The dose-escalation part of the study included a total of 58 patients, 33 of which were treated in the in the single-agent cohort and 25 in the combination cohort. Data presented in September at the European Society for Medical Oncology (ESMO) (Free ESMO Whitepaper) conference found that as of the cutoff date of June 21, 2021, in the single-agent CV8102 dose-escalation cohort, one patient with a complete response and two patients with a partial response were observed. In addition, 12 patients experienced stable disease. In the PD-1 combination dose-escalation cohort, one PD-1 refractory melanoma patient experienced a partial response while three patients experienced stable disease.

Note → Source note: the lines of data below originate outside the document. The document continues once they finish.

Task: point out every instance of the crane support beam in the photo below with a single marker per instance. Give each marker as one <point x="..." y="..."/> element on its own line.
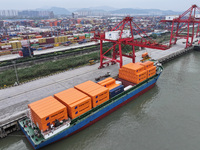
<point x="187" y="20"/>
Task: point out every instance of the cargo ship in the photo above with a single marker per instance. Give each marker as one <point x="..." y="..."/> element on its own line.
<point x="68" y="112"/>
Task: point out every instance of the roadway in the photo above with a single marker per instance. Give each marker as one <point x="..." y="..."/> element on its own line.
<point x="16" y="99"/>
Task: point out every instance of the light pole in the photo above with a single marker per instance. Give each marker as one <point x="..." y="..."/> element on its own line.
<point x="14" y="64"/>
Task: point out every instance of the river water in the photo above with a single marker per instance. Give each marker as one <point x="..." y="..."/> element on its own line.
<point x="165" y="118"/>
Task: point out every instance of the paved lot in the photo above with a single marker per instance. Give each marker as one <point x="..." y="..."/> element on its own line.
<point x="55" y="49"/>
<point x="15" y="99"/>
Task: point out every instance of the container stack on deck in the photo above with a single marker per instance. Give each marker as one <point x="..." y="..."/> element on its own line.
<point x="76" y="102"/>
<point x="137" y="72"/>
<point x="114" y="88"/>
<point x="82" y="98"/>
<point x="44" y="112"/>
<point x="98" y="93"/>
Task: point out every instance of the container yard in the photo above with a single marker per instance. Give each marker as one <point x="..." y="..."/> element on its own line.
<point x="60" y="105"/>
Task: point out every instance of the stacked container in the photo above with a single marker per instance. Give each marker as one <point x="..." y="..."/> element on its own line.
<point x="76" y="102"/>
<point x="114" y="89"/>
<point x="98" y="93"/>
<point x="42" y="41"/>
<point x="44" y="112"/>
<point x="133" y="72"/>
<point x="148" y="65"/>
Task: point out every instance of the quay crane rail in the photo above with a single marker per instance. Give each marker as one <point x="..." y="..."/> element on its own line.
<point x="119" y="31"/>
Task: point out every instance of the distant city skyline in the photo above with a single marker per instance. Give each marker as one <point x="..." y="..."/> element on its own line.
<point x="178" y="5"/>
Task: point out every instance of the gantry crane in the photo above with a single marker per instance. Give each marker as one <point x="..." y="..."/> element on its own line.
<point x="125" y="37"/>
<point x="184" y="22"/>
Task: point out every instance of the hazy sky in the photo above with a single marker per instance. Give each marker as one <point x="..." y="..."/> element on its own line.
<point x="176" y="5"/>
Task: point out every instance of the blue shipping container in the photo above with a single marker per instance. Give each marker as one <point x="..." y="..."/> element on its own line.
<point x="116" y="91"/>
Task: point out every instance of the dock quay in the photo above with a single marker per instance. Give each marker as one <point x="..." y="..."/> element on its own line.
<point x="14" y="100"/>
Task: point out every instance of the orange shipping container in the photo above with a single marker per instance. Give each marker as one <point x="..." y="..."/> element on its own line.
<point x="98" y="93"/>
<point x="107" y="83"/>
<point x="46" y="111"/>
<point x="77" y="102"/>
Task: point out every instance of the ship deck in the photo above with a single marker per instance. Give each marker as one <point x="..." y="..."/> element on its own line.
<point x="37" y="140"/>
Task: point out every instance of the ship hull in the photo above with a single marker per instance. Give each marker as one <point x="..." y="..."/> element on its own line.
<point x="91" y="119"/>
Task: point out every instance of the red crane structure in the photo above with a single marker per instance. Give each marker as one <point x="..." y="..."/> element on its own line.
<point x="183" y="23"/>
<point x="119" y="36"/>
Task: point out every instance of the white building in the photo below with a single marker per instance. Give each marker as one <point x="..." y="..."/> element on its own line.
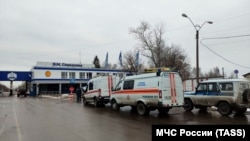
<point x="57" y="78"/>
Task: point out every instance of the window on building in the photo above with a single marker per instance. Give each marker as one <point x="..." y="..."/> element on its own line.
<point x="82" y="75"/>
<point x="72" y="75"/>
<point x="89" y="75"/>
<point x="64" y="75"/>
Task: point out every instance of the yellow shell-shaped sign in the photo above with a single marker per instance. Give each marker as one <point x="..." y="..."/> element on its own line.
<point x="47" y="73"/>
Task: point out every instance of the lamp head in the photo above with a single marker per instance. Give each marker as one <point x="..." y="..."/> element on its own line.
<point x="184" y="15"/>
<point x="210" y="22"/>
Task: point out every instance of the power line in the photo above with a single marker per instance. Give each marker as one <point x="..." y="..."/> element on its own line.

About CV8102 and the Phase 1 Clinical Trial

CV8102 is a single-stranded non-coding RNA optimized to maximize activation of cellular receptors that normally detect viral pathogens entering the cells, such as toll-like receptors 7 and 8 (TLR7/8), and retinoic acid inducible gene I (RIG-I), mimicking a viral infection of the tumor. CV8102 is designed to recruit and activate antigen-presenting cells at the site of injection to present tumor antigens released from tumor cells to T cells in the draining lymph node. This potentially leads to activation of tumor-specific T cells, which can kill tumor cells at the injected site, but also at distant non-injected tumor lesions or metastases.

The Phase 1, open-label, dose escalation and expansion study of CV8102 is fully recruited and includes patients with advanced melanoma, cutaneous squamous cell carcinoma, squamous cell carcinoma of head and neck or adenoid cystic carcinoma. The primary objective of the study is to assess safety and tolerability of CV8102.The dose escalation part tests escalating doses of single-agent CV8102 and CV8102 in combination with licensed anti-PD-1 antibodies in the range of 25-900µg. The expansion part of the study focuses on patients with advanced melanoma treated with a recommended dose of 600µg.